From the Mar. 16 Numismatic News E-Newsletter:
Was your first coin reference work the Red Book?
Here are some answers sent from our e-newsletter readers to Editor Dave Harper.
Yes! 1967 and I still have it.
I used to study it day and night.
Always hoping to find a 1955 doubled die as I searched through pennies.
No, Red Book was second. Blue Book was first (1956).
St. Louis, Mo.
My first reference book I purchased in 1955. It was “THE STAR RARE COIN ENCYCLOPEDIA” compiled and published by B. Max Mehl in 1955. Keep up the good work.
North Las Vegas, Nev.
Yes, the Red Book was my first reference. Whenever asked, I promote the most current issue of this book. For beginners, I can’t think of a more complete item to have. This gives a complete American history of coinage, and guidelines for ANA grading standards.

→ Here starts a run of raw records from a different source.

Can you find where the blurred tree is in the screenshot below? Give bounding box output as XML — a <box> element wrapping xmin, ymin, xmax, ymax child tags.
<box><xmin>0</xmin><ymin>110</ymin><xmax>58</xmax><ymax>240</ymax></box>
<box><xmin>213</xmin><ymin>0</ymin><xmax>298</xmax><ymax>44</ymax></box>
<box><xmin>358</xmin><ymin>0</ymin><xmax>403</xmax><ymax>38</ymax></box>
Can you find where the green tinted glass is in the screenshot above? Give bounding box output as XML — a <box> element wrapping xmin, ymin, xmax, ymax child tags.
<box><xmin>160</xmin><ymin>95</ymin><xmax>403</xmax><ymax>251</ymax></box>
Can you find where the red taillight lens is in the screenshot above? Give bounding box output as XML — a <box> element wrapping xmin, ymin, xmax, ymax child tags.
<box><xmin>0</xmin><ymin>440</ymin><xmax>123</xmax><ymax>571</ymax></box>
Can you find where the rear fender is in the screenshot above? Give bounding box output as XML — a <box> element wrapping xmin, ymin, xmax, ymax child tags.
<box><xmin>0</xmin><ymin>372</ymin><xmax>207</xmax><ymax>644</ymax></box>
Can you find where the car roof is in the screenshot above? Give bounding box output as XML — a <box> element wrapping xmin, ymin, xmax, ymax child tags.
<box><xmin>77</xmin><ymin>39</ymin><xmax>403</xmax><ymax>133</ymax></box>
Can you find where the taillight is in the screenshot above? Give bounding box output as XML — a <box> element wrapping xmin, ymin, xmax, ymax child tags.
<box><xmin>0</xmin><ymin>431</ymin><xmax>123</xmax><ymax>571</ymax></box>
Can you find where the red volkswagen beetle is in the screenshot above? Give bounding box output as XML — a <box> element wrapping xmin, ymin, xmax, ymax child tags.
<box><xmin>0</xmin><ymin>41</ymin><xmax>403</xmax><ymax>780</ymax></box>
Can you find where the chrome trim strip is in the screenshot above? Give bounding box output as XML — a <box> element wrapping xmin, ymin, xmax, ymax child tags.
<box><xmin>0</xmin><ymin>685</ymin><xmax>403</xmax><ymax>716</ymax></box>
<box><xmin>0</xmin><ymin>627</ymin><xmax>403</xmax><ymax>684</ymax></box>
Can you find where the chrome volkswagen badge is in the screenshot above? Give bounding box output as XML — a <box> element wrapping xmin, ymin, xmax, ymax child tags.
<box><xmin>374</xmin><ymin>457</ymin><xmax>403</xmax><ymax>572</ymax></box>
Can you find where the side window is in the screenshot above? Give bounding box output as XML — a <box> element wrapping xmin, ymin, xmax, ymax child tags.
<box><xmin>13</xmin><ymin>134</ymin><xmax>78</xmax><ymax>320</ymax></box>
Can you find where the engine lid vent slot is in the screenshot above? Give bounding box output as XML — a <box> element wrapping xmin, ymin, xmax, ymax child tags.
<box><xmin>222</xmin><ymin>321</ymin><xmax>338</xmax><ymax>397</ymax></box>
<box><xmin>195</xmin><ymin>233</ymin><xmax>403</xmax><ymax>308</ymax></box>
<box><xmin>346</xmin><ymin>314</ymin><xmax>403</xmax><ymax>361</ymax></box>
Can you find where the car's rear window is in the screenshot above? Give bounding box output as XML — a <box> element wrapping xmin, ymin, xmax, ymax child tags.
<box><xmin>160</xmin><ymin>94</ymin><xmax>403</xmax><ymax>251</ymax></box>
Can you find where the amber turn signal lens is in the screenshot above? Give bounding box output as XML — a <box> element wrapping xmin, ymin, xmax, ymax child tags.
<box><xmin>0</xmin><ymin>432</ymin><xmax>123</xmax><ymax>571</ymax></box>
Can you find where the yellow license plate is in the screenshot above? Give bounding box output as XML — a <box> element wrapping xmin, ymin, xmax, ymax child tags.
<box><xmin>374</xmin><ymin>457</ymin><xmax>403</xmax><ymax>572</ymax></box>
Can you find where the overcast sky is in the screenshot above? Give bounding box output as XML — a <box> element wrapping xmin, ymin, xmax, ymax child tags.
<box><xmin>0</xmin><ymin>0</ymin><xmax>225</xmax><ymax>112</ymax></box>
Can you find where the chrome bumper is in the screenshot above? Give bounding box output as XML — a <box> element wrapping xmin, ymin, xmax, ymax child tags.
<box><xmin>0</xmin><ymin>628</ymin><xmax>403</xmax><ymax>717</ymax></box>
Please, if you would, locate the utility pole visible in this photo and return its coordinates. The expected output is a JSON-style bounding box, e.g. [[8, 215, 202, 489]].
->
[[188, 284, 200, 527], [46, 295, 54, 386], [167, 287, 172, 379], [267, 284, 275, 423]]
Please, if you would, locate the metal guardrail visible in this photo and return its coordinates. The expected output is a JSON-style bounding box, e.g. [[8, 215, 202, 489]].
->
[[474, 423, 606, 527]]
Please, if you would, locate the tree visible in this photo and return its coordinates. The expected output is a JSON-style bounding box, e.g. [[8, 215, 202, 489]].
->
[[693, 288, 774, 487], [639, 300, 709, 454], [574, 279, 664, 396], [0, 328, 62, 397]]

The Numismatic News is a standard second for a yearly periodical to have. My outlook would NOT be complete without it!
My first coin reference was the Red Book, year 1961. I also subscribed to The Coin Collector, published by the Lawrence brothers out of Animosa, Iowa, and the “Numismatic Scrapbook.”
Short answer – I don’t think so. I did buy one in 2017.
Long answer – I’m fairly confident my dad owned a copy of the Red Book, but I vaguely recall it being blue (we’re talking the late 1970s or early 1980s, and I have trouble remembering what I did last week). My first reference work was the Standard Catalog of World Coins, 1801-1991, 18th edition. I purchased it from a coin dealer secondhand.
Yes, the Red Book was my first coin reference book, when I was in elementary school in the early 1970s.
The Red Book got me started as a coin collector when I was 13. The book was a gift from my uncle.
Chapel Hill, N.C.
My first coin book was a 1966 Blue Book. Then came a 1967 Red Book. I collected Red Books for many years. I have owned so many reference books, catalogs too, I could almost have a bookstore.
North Billerica, Mass.
Yes, in 1991, when I was first introduced to numismatics, when I was given a 1971 Kennedy half. I was seven years old.
Yes! My dad showed me the Red Book in the early 1960s.
A great education.
I started my collection back in January of 1972 when I was 15. In fact, my collecting began when I walked down to a local St. Louis, Mo., department store to buy the first and second Lincoln cent folders.
When my Dad saw I had those two folders, he produced two things: His 1966 Red Book and a rather large jar of cents he gathered back in the 1940s when he lived in California. I was in seventh heaven what with all the early “S” cents scattered across the dinner table. I went from this coin to that, filling holes in my folders till I was left with just 12 openings. It is one of my earliest fond memories of collecting, and certainly one of the best. (I still have that jar, and that Red Book.)
Most definitely. Red Book was all we used for years. I still have some from the 1970s and 1980s. When I look at some of the values back then, it sure makes you wish you’d have bought more.
As an Australian, my first coin reference book was a RENNIKS (named after the original compiler named Joel SKINNER). I later “worked” – for some years – as a regular paid contributor for Joel when he was editor of the Australian Coin Review (now incorporated into the Australasian Coin & Banknote Magazine).
I was also involved with that publication at its outset. before it changed hands several times and conditions changed.
My first international coin reference was a very old Krause bible – way outdated!
The Red Book didn’t enter my library until much later – possibly during the 1990s, when I started using the Internet and found friends in the USA who referred to it regularly. So I was then hooked!